The environment could be improved to make it more dementia friendly. We have recommended that the provider finds out more information based on current best practice, in relation to the specialist needs of people living with dementia. In particular about the environment including, signage in the dining area in relation to meals, flooring and the use of contrasting colours on the corridors.

People’s physical health was monitored as required. This included the monitoring of people’s health conditions and symptoms so appropriate referrals to health professionals could be made. For example, we saw evidence that the home regularly makes contact with district nurses, community nurses for mental health issues, and peoples own doctors. Other health professionals such as dieticians, dentists, occupational therapists and opticians were also requested as needed.

Our observation of part of two medication rounds, together with our review of records provided evidence that medicines were safely stored and administered.

There were robust recruitment procedures in place. On the day of our inspection there were sufficient staff with the right skills and competencies to meet the assessed needs of people living in the home. However two relatives we spoke with raised concerns about the staffing levels on particular days that they had visited. Staff told us they felt supported by the management team, and they confirmed that they had received formal supervisions and appraisals of their work.

Staff were aware of people’s nutritional needs and made sure they supported people to have a healthy diet, with choices of a good variety of food and drink. People we spoke with told us they enjoyed the meals and there was always something on the menu they liked. We observed people being offered a second helping of the main course during lunch. Snacks of fruit, cakes, biscuits and drinks were also available for people throughout the day.

People were able to access activities. We spoke to the activity co-ordinator about forthcoming events which included a celebration of the Queens 90th birthday.

Staff and relatives we spoke with were positive about the registered manager and the way in which she led the service. They told us that the registered manager was always around and was approachable and proactive in trying to make the service as good as possible. The registered manager had clear goals for the service and spoke about future developments for the home.
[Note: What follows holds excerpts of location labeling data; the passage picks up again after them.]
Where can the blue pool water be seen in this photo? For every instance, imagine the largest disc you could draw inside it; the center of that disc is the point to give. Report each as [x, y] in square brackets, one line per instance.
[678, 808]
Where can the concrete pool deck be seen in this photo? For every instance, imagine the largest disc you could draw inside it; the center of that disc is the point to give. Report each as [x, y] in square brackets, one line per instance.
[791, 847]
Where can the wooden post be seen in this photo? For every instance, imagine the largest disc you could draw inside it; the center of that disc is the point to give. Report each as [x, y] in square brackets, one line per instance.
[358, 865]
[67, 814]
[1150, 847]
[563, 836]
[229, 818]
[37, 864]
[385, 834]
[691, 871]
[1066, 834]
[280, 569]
Staff told us they felt supported and they could raise any concerns with the registered manager and felt that they were listened to. Relatives told us they were aware of the complaints procedure and said staff would assist them if they needed to use it. We noted from the records that two formal complaints had been received. The investigations were on-going and the regional care director was involved in meetings with the complainants.

There were systems in place to monitor and improve the quality of the service provided. We saw copies of reports produced by the registered manager. The reports included any actions required and these were checked each month to determine progress.